For first experiments a tiny but endearing dataset is used and prepared with *NNHelferlein* tools:

In [66]:
de = ["Ich liebe Julia",
      "Peter liebt Python",
      "Susi liebt alle",
      "Ich programmiere immer in Julia"]
en = ["I love Julia",
      "Peter loves Python",
      "Susi loves them all",
      "I always code Julia"]

de_vocab = WordTokenizer(de)
d = de_vocab(de, add_ctls=true)
d = pad_sequence.(d, 8)
d = truncate_sequence.(d, 8)

4-element Vector{Vector{Int32}}:
 [1, 7, 9, 6, 2, 3, 3, 3]
 [1, 10, 5, 13, 2, 3, 3, 3]
 [1, 15, 5, 11, 2, 3, 3, 3]
 [1, 7, 12, 8, 14, 6, 2, 3]

In [67]:
en_vocab = WordTokenizer(en)
e = en_vocab(en, add_ctls=true)
e = pad_sequence.(e, 8)
e = truncate_sequence.(e, 8)

4-element Vector{Vector{Int32}}:
 [1, 7, 10, 5, 2, 3, 3, 3]
 [1, 9, 6, 11, 2, 3, 3, 3]
 [1, 12, 6, 14, 13, 2, 3, 3]
 [1, 7, 15, 8, 5, 2, 3, 3]

In [68]:
mbs = sequence_minibatch(d, e, 2)
x,y = first(mbs)
@show length(mbs)
@show x
@show y;

length(mbs) = 2
x = Int32[1 1; 7 10; 9 5; 6 13; 2 2; 3 3; 3 3; 3 3]
y = Int32[1 1; 7 9; 10 6; 5 11; 2 2; 3 3; 3 3; 3 3]

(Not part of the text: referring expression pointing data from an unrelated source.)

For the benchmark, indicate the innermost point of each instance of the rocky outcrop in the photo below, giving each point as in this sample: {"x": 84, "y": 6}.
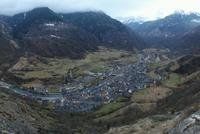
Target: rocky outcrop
{"x": 190, "y": 125}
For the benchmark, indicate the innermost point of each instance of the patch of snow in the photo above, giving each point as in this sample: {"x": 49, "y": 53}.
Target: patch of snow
{"x": 54, "y": 36}
{"x": 24, "y": 15}
{"x": 196, "y": 20}
{"x": 50, "y": 24}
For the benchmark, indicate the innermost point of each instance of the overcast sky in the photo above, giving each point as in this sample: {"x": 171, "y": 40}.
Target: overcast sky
{"x": 150, "y": 9}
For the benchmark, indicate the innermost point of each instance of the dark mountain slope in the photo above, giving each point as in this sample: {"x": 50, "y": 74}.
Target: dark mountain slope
{"x": 166, "y": 32}
{"x": 46, "y": 33}
{"x": 191, "y": 40}
{"x": 108, "y": 31}
{"x": 8, "y": 48}
{"x": 21, "y": 22}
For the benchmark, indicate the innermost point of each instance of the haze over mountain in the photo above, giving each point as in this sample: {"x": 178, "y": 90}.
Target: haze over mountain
{"x": 44, "y": 32}
{"x": 169, "y": 31}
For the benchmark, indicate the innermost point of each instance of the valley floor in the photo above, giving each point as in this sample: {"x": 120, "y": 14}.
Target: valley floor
{"x": 168, "y": 102}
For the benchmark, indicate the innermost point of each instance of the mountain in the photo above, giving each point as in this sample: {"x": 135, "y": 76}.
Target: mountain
{"x": 108, "y": 31}
{"x": 8, "y": 47}
{"x": 43, "y": 32}
{"x": 165, "y": 32}
{"x": 191, "y": 40}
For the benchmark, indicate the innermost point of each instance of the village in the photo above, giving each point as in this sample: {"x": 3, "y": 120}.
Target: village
{"x": 119, "y": 81}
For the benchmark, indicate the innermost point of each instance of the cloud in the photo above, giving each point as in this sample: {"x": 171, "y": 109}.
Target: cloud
{"x": 116, "y": 8}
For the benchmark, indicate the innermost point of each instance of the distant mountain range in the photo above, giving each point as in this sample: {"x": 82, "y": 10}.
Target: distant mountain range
{"x": 170, "y": 31}
{"x": 46, "y": 33}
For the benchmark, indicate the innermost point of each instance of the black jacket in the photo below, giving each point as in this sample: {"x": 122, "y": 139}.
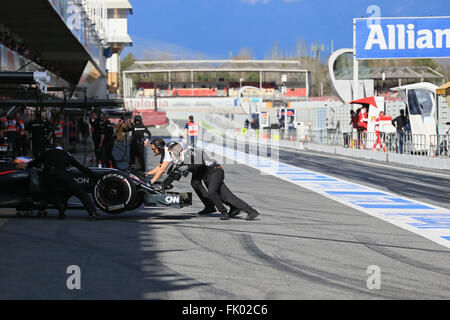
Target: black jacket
{"x": 138, "y": 131}
{"x": 198, "y": 162}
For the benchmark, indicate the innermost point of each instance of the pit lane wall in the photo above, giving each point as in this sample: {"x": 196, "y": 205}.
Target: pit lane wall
{"x": 220, "y": 125}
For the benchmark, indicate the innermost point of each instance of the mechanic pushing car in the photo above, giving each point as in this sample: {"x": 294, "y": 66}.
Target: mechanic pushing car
{"x": 159, "y": 149}
{"x": 58, "y": 181}
{"x": 138, "y": 142}
{"x": 204, "y": 170}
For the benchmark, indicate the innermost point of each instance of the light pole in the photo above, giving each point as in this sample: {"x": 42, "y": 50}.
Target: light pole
{"x": 284, "y": 80}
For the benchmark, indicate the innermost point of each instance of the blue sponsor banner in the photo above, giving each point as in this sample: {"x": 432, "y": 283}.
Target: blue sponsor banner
{"x": 403, "y": 38}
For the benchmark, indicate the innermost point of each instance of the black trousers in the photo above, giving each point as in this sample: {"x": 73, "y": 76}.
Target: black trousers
{"x": 98, "y": 152}
{"x": 137, "y": 152}
{"x": 216, "y": 193}
{"x": 107, "y": 155}
{"x": 60, "y": 186}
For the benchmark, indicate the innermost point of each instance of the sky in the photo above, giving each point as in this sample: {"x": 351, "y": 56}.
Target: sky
{"x": 216, "y": 29}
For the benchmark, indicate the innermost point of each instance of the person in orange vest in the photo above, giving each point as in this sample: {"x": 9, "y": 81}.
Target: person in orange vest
{"x": 362, "y": 125}
{"x": 191, "y": 131}
{"x": 377, "y": 130}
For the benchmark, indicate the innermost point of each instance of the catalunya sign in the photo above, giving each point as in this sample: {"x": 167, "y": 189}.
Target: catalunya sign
{"x": 394, "y": 38}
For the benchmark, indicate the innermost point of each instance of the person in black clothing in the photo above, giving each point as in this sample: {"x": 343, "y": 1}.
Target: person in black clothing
{"x": 400, "y": 123}
{"x": 97, "y": 131}
{"x": 5, "y": 145}
{"x": 39, "y": 130}
{"x": 107, "y": 143}
{"x": 138, "y": 142}
{"x": 59, "y": 182}
{"x": 216, "y": 193}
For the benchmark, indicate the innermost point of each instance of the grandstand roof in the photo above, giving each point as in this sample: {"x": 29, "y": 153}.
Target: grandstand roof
{"x": 216, "y": 65}
{"x": 413, "y": 72}
{"x": 44, "y": 32}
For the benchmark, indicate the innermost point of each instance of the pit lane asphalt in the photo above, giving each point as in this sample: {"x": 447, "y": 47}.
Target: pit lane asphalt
{"x": 303, "y": 246}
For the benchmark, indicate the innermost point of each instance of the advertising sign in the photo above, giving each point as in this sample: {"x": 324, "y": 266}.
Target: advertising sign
{"x": 394, "y": 38}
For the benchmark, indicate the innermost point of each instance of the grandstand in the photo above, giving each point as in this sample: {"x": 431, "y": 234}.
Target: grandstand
{"x": 216, "y": 78}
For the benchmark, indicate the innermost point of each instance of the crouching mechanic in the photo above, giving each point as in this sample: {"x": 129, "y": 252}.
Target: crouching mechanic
{"x": 159, "y": 149}
{"x": 216, "y": 193}
{"x": 58, "y": 181}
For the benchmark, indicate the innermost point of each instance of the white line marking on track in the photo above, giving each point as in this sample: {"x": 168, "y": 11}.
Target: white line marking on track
{"x": 423, "y": 219}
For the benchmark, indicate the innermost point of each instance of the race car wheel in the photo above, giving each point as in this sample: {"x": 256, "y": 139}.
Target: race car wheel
{"x": 114, "y": 192}
{"x": 138, "y": 202}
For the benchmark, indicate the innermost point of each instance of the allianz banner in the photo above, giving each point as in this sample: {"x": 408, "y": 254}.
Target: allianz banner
{"x": 393, "y": 38}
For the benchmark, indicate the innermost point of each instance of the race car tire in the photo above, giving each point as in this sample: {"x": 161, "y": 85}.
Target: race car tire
{"x": 114, "y": 193}
{"x": 138, "y": 202}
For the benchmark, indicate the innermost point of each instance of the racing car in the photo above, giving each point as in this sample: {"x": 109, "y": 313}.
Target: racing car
{"x": 114, "y": 192}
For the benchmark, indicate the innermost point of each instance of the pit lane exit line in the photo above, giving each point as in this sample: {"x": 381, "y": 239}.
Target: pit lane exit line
{"x": 423, "y": 219}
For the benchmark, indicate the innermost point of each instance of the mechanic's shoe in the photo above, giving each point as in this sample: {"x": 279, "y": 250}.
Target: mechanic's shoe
{"x": 62, "y": 213}
{"x": 94, "y": 217}
{"x": 233, "y": 213}
{"x": 251, "y": 215}
{"x": 207, "y": 211}
{"x": 224, "y": 216}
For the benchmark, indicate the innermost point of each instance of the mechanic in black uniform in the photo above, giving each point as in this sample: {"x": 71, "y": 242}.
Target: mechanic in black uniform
{"x": 97, "y": 131}
{"x": 216, "y": 193}
{"x": 107, "y": 143}
{"x": 138, "y": 142}
{"x": 57, "y": 180}
{"x": 159, "y": 149}
{"x": 39, "y": 130}
{"x": 5, "y": 147}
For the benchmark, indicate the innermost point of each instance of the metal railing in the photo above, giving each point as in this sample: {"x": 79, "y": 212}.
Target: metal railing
{"x": 400, "y": 143}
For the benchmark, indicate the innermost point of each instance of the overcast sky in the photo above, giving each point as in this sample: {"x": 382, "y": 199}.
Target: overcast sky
{"x": 217, "y": 28}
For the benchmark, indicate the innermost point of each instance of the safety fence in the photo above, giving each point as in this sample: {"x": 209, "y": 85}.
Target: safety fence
{"x": 398, "y": 142}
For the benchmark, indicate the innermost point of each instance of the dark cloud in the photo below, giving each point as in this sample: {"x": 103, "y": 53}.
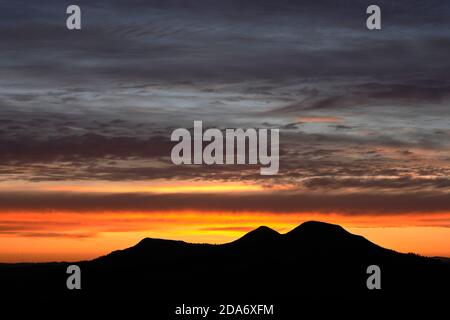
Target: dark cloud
{"x": 275, "y": 202}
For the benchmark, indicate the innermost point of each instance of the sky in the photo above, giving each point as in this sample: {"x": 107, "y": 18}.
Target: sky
{"x": 86, "y": 118}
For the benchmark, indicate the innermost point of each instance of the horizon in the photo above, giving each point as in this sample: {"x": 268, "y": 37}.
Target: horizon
{"x": 86, "y": 118}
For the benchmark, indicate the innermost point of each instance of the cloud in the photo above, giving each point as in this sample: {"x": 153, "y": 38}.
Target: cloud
{"x": 275, "y": 202}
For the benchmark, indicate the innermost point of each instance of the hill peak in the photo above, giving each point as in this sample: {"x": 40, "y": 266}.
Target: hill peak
{"x": 262, "y": 233}
{"x": 318, "y": 228}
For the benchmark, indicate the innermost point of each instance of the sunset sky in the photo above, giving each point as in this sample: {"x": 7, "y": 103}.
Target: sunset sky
{"x": 86, "y": 118}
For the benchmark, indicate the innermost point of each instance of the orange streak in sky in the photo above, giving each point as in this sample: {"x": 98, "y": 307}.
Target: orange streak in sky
{"x": 44, "y": 236}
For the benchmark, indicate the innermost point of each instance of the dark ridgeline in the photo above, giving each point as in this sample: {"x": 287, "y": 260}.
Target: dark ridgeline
{"x": 313, "y": 260}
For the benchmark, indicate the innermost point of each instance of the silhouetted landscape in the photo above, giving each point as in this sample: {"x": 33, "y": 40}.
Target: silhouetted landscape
{"x": 313, "y": 260}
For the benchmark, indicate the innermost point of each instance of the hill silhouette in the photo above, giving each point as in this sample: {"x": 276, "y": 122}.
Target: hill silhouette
{"x": 313, "y": 260}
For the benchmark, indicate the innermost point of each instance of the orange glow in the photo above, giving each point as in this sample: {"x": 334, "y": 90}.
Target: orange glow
{"x": 72, "y": 236}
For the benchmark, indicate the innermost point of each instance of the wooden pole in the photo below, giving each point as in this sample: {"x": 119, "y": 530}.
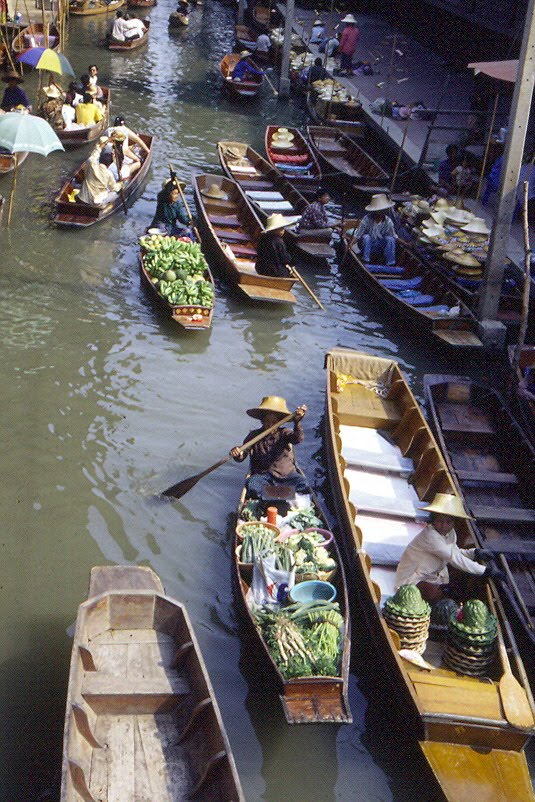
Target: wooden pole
{"x": 487, "y": 146}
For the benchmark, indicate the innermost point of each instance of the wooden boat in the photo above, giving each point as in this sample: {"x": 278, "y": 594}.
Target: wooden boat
{"x": 347, "y": 163}
{"x": 493, "y": 466}
{"x": 9, "y": 160}
{"x": 33, "y": 36}
{"x": 76, "y": 137}
{"x": 130, "y": 44}
{"x": 305, "y": 700}
{"x": 142, "y": 721}
{"x": 232, "y": 230}
{"x": 76, "y": 214}
{"x": 417, "y": 295}
{"x": 86, "y": 8}
{"x": 297, "y": 163}
{"x": 460, "y": 722}
{"x": 269, "y": 192}
{"x": 239, "y": 89}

The transformer generates output sequences of the same length as the decoder input (here: 8).

Each output vector (i.e. 1st dimension) has the length of the vocab size; the maximum value marks
the prediction (not here, because the model is not yet trained!); this can be done with the *NNHelferlein* function `de_embed()` and the tokeniser can be used to back-transform the tokens into words:

In [69]:
tf = Transformer(n_layers=5, depth=128, n_heads=4, 
        x_vocab=de_vocab, y_vocab=en_vocab)
o,α = tf(x,y)
@show size(o);

size(o) = (15, 8, 2)


In [70]:
p = de_embed(o)   # actually argmax() on the first dimension

1×8×2 Array{Int64, 3}:
[:, :, 1] =
 2  2  2  2  2  2  2  2

[:, :, 2] =
 2  2  2  2  2  2  2  2

In [21]:
en_vocab(p[:,:,1])   # the tokeniser can be used for de-tokenisation as well

"<pad> <pad> <pad> <pad> <pad> <pad> <pad> <pad>"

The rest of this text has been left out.